Promotions · Primly Community

getting promoted as an ops generalist when the company doesn't have a clear leveling ladder

nonprofit_nia · 4 replies

this is for the ops people, biz ops people, and anyone else at a company where the engineering promotion process is well-documented and everything else is a mystery.

i spent 3 years at a nonprofit and 2 years at a 60-person SaaS company. neither had a real leveling framework. which means promotion conversations were weird and subjective in a specific way.

the problem with unstructured leveling

when there's no ladder, you can't point to a rubric. you have to argue from market data and business value. this is actually not that different from engineering promo conversations but the levers are different.

for ops roles in 2026, the frame that works is: what decisions is the company now able to make that they couldn't make before, and are those decisions going up in ambiguity/stakes over time?

if you're the one who implemented the first real forecast model and now the exec team makes headcount decisions based on it, that's senior ops work regardless of what your title says.

how I structured my case

i pulled market salary data for 'Senior BizOps Manager' in my metro (SF Bay, remote-blended comps skewed this but I used Levels.fyi and LinkedIn salary where available). my current comp was 18% below market for the responsibility I was carrying.

then I listed three decisions that went through me in the last quarter that previously would have escalated to my manager. operational leverage is the clearest proxy for scope in an ops role.

what worked

being direct. i said: 'i'm doing senior work at a mid-level comp. i want to fix that this cycle, not next year.' my manager's response was to ask for a written case. i gave them the market data, the decision list, and two paragraphs of framing.

approved within two weeks. no formal packet, no calibration committee, just a manager who needed something to show their VP.

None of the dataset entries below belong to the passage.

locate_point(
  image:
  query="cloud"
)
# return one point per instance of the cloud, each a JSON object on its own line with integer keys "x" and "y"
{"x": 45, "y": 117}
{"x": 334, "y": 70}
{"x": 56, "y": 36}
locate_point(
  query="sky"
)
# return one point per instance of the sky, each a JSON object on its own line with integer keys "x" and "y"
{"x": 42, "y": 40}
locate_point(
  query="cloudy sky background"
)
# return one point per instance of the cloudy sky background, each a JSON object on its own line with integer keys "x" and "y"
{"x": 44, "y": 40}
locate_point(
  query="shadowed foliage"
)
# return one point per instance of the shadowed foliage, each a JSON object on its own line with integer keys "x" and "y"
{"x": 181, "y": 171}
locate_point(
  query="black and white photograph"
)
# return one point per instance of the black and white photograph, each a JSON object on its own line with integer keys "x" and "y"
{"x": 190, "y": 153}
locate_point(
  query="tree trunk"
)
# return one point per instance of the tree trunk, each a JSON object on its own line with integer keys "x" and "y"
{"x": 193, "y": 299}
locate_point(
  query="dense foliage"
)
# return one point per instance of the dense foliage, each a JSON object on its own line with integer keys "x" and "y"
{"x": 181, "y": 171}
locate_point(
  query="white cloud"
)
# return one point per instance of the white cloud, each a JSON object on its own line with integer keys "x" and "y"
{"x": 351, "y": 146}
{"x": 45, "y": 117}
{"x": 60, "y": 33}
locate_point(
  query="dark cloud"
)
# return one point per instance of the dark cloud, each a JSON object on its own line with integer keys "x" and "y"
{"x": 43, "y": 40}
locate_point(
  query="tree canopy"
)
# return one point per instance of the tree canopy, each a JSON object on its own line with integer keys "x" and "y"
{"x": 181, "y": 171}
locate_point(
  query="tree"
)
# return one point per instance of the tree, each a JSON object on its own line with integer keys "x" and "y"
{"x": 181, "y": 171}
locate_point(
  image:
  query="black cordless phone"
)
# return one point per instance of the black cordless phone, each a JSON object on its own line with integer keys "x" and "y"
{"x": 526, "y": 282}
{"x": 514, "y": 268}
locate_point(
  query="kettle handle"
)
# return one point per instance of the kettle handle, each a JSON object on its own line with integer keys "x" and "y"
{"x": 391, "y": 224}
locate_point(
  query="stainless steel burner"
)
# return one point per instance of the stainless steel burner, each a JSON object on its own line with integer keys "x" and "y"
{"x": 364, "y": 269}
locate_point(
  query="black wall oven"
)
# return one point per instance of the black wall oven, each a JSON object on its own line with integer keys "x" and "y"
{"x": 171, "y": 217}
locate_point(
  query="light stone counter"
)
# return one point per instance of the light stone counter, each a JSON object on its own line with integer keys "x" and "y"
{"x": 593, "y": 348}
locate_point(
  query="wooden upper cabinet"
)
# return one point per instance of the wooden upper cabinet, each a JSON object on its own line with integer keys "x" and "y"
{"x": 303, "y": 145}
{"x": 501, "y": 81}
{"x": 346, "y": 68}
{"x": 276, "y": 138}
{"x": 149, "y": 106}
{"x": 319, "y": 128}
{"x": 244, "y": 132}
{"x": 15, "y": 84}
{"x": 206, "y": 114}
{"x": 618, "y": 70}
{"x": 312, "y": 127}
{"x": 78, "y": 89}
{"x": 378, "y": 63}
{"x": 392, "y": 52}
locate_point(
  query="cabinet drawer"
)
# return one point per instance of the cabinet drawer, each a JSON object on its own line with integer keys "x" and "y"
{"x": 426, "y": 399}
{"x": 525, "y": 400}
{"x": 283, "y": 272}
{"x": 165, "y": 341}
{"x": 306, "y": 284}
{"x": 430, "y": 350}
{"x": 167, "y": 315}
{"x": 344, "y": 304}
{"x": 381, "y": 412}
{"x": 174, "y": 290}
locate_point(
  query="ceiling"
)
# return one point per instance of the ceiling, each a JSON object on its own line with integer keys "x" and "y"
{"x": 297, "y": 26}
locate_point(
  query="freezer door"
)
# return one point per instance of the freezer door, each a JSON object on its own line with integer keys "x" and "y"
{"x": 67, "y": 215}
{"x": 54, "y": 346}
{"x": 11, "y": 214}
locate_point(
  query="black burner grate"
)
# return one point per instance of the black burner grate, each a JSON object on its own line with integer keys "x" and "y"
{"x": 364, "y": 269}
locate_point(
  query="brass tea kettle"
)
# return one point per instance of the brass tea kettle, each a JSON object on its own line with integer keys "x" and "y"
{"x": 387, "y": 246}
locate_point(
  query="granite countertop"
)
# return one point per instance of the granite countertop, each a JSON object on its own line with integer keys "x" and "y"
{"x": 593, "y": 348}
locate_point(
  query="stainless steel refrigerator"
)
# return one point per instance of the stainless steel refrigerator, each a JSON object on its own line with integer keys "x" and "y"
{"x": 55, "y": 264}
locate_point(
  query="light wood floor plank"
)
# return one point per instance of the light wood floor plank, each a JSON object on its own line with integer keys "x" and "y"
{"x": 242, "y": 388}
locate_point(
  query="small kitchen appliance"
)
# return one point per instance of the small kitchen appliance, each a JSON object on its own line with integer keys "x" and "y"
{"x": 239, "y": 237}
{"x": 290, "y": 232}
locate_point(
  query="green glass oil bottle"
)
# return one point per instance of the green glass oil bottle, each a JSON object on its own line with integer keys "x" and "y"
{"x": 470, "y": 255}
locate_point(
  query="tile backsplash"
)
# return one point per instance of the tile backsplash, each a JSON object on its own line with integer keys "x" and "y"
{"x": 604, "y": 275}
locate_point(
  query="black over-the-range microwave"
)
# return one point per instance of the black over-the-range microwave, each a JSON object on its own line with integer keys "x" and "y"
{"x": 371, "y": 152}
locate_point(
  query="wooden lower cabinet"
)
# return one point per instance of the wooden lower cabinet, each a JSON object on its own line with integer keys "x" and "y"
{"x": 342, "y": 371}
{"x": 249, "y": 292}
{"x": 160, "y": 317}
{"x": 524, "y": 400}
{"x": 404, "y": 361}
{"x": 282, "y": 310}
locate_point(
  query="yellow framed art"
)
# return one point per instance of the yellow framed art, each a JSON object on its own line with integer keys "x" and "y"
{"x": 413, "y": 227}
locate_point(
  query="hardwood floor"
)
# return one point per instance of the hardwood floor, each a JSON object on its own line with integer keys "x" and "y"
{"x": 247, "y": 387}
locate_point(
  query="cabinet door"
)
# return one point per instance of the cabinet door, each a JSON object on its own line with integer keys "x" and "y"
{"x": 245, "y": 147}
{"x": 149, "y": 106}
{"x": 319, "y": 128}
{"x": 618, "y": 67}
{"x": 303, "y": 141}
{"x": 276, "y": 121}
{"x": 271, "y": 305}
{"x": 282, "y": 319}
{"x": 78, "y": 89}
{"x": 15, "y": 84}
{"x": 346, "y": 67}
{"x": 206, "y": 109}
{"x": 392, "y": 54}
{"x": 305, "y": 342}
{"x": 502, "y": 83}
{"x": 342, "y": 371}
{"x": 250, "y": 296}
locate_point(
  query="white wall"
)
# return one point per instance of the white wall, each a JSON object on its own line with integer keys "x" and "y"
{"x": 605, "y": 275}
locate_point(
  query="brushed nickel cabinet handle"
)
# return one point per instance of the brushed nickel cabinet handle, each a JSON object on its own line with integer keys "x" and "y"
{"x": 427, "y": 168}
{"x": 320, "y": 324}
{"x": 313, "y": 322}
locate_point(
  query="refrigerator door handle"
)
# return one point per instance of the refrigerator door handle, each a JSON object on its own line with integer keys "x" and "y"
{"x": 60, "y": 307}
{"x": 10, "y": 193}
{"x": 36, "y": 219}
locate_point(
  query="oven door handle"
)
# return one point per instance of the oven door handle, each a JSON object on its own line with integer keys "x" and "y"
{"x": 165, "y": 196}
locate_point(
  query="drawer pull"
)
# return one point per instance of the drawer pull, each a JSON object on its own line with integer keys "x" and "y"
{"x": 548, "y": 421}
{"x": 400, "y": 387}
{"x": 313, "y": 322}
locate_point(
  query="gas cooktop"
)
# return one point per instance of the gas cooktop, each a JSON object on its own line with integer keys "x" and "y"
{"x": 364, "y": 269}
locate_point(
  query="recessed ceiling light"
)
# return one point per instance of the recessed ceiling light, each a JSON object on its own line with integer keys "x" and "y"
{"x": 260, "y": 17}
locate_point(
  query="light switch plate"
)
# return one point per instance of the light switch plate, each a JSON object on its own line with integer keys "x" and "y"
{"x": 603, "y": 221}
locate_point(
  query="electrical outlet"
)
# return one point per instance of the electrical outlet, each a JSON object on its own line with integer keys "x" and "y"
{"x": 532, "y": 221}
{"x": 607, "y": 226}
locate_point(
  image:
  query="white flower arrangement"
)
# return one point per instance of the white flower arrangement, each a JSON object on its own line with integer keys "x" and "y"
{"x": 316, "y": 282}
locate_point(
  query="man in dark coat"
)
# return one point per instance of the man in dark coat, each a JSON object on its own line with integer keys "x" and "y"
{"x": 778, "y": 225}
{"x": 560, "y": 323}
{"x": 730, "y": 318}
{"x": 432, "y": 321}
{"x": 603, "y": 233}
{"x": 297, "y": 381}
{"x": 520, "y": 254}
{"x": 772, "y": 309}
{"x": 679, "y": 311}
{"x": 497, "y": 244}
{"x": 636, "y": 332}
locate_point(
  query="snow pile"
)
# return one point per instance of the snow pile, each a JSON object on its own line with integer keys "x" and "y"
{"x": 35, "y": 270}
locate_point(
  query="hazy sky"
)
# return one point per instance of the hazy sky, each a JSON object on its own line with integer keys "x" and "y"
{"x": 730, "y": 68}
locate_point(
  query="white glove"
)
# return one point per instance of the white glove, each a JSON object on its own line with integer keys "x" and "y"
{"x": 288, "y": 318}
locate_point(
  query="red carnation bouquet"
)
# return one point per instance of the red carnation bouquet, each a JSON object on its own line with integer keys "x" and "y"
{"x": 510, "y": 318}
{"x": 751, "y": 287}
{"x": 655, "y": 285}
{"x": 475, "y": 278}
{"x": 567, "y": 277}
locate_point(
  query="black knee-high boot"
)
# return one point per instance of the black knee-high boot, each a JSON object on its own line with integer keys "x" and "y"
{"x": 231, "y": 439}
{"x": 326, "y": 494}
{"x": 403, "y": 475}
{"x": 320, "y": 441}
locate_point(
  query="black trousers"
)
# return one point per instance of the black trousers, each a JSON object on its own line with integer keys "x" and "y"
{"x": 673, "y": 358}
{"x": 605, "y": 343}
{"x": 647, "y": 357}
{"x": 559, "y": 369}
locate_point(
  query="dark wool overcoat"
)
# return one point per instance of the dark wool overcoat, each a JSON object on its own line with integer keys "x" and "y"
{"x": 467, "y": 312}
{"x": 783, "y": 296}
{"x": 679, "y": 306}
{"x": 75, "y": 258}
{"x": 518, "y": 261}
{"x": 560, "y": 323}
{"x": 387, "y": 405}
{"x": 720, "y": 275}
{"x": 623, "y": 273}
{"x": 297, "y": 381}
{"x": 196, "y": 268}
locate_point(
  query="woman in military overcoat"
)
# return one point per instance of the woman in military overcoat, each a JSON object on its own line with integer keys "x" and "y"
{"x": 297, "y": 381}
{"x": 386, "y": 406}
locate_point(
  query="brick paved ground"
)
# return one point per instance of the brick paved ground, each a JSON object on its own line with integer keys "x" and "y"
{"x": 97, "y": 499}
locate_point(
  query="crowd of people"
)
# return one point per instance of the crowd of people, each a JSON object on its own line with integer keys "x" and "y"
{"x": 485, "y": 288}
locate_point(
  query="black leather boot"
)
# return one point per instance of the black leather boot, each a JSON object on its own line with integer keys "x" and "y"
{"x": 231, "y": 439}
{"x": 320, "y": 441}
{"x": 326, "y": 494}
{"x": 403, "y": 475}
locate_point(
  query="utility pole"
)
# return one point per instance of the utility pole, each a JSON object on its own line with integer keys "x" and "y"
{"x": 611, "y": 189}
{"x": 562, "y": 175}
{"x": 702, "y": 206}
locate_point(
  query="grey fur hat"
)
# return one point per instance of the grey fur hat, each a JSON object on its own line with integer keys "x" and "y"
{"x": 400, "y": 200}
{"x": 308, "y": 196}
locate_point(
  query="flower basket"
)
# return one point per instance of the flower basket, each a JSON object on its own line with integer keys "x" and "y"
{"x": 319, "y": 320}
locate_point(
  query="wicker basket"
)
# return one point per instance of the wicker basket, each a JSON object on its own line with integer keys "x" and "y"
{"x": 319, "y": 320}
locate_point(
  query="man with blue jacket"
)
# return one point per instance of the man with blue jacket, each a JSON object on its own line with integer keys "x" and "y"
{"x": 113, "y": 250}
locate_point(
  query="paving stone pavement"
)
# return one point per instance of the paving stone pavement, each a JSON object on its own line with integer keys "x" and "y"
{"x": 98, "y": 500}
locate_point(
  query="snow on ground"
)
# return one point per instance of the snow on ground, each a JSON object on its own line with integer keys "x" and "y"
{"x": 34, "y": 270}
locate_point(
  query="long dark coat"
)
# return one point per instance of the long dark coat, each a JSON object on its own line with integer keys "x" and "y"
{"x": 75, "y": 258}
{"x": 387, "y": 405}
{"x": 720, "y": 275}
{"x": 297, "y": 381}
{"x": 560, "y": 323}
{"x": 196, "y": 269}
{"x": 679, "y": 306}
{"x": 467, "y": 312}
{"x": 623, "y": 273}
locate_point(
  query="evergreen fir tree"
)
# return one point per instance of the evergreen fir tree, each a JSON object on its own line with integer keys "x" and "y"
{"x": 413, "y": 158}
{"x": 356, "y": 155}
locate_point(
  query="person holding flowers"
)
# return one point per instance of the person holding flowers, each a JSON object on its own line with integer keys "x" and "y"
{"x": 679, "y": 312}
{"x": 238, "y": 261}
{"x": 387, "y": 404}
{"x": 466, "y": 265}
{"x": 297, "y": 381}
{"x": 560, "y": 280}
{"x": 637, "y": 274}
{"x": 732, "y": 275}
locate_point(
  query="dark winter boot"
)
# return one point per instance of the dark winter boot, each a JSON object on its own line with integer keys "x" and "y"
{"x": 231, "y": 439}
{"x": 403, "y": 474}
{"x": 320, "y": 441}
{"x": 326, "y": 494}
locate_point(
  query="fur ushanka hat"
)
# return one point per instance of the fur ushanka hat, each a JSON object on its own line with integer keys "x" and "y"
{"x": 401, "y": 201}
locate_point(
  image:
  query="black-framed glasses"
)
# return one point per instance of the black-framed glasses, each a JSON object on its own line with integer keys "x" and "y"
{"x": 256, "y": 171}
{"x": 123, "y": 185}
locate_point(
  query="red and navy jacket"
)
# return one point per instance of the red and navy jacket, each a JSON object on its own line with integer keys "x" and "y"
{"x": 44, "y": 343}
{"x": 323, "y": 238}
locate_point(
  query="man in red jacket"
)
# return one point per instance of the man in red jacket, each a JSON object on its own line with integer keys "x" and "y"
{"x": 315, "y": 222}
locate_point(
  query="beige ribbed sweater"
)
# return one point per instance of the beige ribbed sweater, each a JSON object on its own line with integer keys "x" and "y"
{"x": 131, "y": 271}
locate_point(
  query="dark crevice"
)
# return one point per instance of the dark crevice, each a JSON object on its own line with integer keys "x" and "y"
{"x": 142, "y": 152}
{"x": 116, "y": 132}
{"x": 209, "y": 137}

what might not work for you

if your manager isn't your ally, skip the skip-level approach unless you have a real relationship there. at small companies the org is flat enough that going around your manager is visible in a way that it isn't at big tech.

4 replies

ops_omar

the 'decisions that escalated to me vs. to my manager' framing is genuinely useful. i've been describing my work in terms of projects but decisions is cleaner. decisions imply judgment and ownership in a way that projects don't.

growth_gabe

for what it's worth the market data approach works in PM too. I used levels.fyi and a few linkedin salary posts in my promo conversation and it shifted the conversation from 'are you ready' to 'what's the right title for what you're doing.' subtle but real difference.

pivot_pat

did you feel weird pulling out market data like that? i'm always worried it comes across as a threat rather than a case.

nonprofit_nia

a little, honestly. the framing that helped me was: 'i'm not shopping this around, i'm sharing data because I want to solve this here.' if the manager is reasonable they appreciate the transparency. if they respond badly to market data... that's a signal about whether to stay.